A unique festival that featured live performances in East Vancouver living rooms and backyards won’t be returning this year.
After starting the In the House Festival more than a decade ago, Myriam Steinberg said she reached the decision not to continue organizing the event because she’s burnt out.
“It’s really hard,” she told the Straight by phone. “But, you know, I do feel like I’ve left quite a cultural legacy. And it’s the right thing to do. But…it totally breaks my heart.”
Steinberg said she has been getting “hundreds and hundreds of e-mails” in response to her announcement that she's stepping back from the festival. She noted that over the years, the event featured more than 600 performance groups, and over 100 houses as performance venues.
“I think it inspired a lot of people,” she said. “It inspired artists to start working with each other—there are a lot of collaborations that came out of it.
"There were a lot of artists that either kick-started their career or restarted their career because they performed at the festival, and I get a lot of stories from people who say that they went to a show and either became a fan of the group, or they or their kids took up that instrument or that dance, or whatever it was that they saw that inspired them.”
When the festival first started up, Steinberg said it was a small, two-day event. By last year, it had grown to 20 or 21 shows over three days.
She said the event allowed audiences to explore art “in a totally different way”—just as it allowed artists to connect with their audience in a new way.
“The audience was able to…meet people from the neighbourhood, or from other parts of the city, in a much easier way than the theatre, because you’re kind of squished beside them in a living room. But [they] could also explore different genres that they wouldn’t necessarily have otherwise.”
Steinberg said the future of the festival is “a giant question mark” at this point.
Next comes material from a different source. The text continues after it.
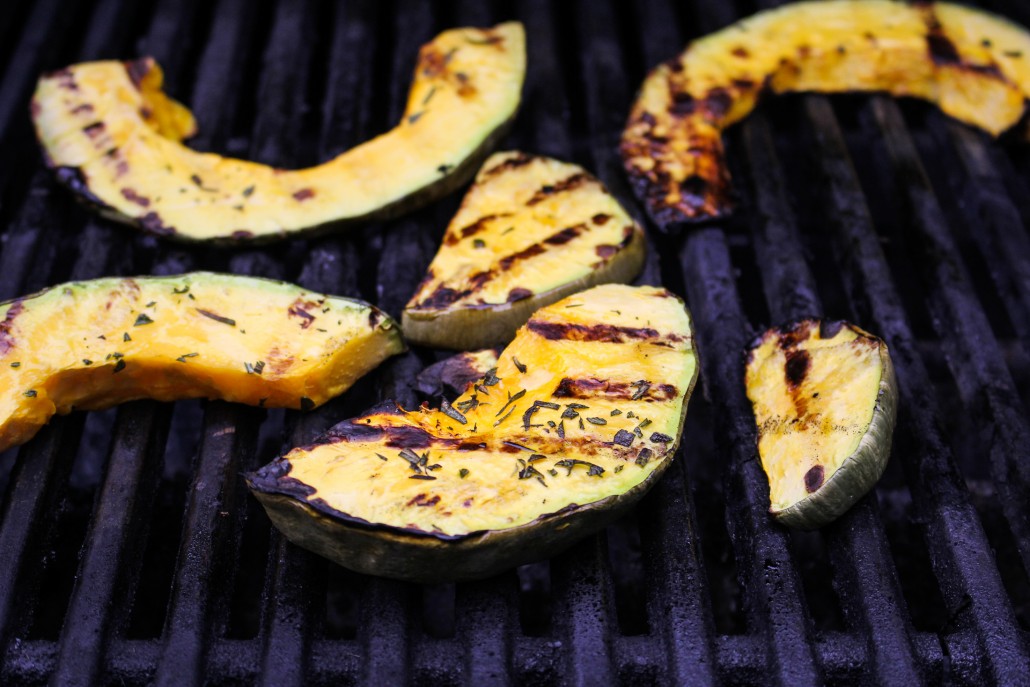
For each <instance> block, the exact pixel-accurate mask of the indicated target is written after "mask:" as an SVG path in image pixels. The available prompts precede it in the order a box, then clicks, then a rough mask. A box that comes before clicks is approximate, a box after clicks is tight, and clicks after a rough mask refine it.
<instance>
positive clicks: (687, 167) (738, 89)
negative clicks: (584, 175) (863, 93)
mask: <svg viewBox="0 0 1030 687" xmlns="http://www.w3.org/2000/svg"><path fill="white" fill-rule="evenodd" d="M801 91H822V92H826V93H840V92H848V91H855V92H869V91H883V92H886V93H889V94H891V95H894V96H911V97H915V98H922V99H924V100H928V101H930V102H932V103H935V104H936V105H937V106H938V107H939V108H940V109H941V110H942V111H943V112H946V113H947V114H950V115H951V116H953V117H955V118H957V119H960V121H962V122H964V123H966V124H969V125H972V126H975V127H979V128H981V129H983V130H985V131H987V132H989V133H991V134H993V135H995V136H996V135H998V134H1000V133H1002V132H1004V131H1005V130H1007V129H1009V128H1010V127H1012V126H1014V125H1016V124H1017V123H1018V122H1019V121H1020V118H1021V117H1022V116H1023V112H1024V110H1025V108H1026V99H1027V96H1028V94H1030V34H1028V32H1027V31H1026V30H1025V29H1023V28H1022V27H1019V26H1016V25H1014V24H1010V23H1009V22H1007V21H1005V20H1003V19H1001V18H998V16H995V15H993V14H989V13H987V12H984V11H980V10H976V9H971V8H969V7H962V6H960V5H953V4H947V3H930V2H920V3H912V4H906V3H901V2H891V1H890V0H854V1H829V2H799V3H793V4H788V5H785V6H783V7H780V8H777V9H773V10H768V11H763V12H759V13H757V14H755V15H753V16H751V18H749V19H746V20H744V21H742V22H739V23H736V24H734V25H732V26H729V27H727V28H725V29H723V30H721V31H718V32H716V33H713V34H711V35H709V36H706V37H703V38H701V39H699V40H696V41H694V42H692V43H690V44H689V45H688V46H687V48H686V49H685V50H684V51H683V54H682V55H680V56H679V57H678V58H675V59H673V60H670V61H668V62H666V63H664V64H661V65H659V66H658V67H657V68H655V69H654V70H653V71H652V72H651V73H650V74H649V75H648V77H647V79H646V80H645V81H644V84H643V87H642V89H641V92H640V94H639V96H638V99H637V102H636V103H634V104H633V106H632V110H631V112H630V114H629V122H628V124H627V125H626V129H625V131H624V132H623V135H622V157H623V163H624V165H625V169H626V171H627V173H628V175H629V178H630V181H631V184H632V186H633V190H634V192H636V193H637V195H638V197H639V198H640V199H641V200H642V201H643V202H644V203H645V204H646V206H647V209H648V212H649V213H650V215H651V217H652V218H653V219H654V220H655V222H656V224H657V225H658V226H659V227H661V228H663V229H668V228H672V227H675V226H677V225H681V224H683V222H689V221H692V220H703V219H709V218H712V217H717V216H719V215H722V214H725V213H727V212H728V211H729V210H730V196H731V190H730V181H729V173H728V171H727V169H726V165H725V162H724V160H723V146H722V140H721V136H722V131H723V130H724V129H726V128H727V127H729V126H730V125H732V124H733V123H734V122H739V121H740V119H742V118H744V117H745V116H747V115H748V113H750V112H751V110H752V109H754V107H755V104H756V102H757V101H758V98H759V97H760V96H761V95H762V94H765V93H787V92H801Z"/></svg>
Currently she’s taking a sabbatical before determining her next career steps.
She noted the In the House achievement that she’s most proud of is the “sheer volume” of shows that have taken place throughout the festival’s history.
“The hundreds and hundreds and hundreds of shows that I’ve done, the thousands of artists that I was able to hire and work with, and honestly the friends that I’ve made through it,” she said.
“Whether they’re audience members or performers—just that real sense of community and that longing that people have to be there...It was a really great space for everybody to share the cultural experience.”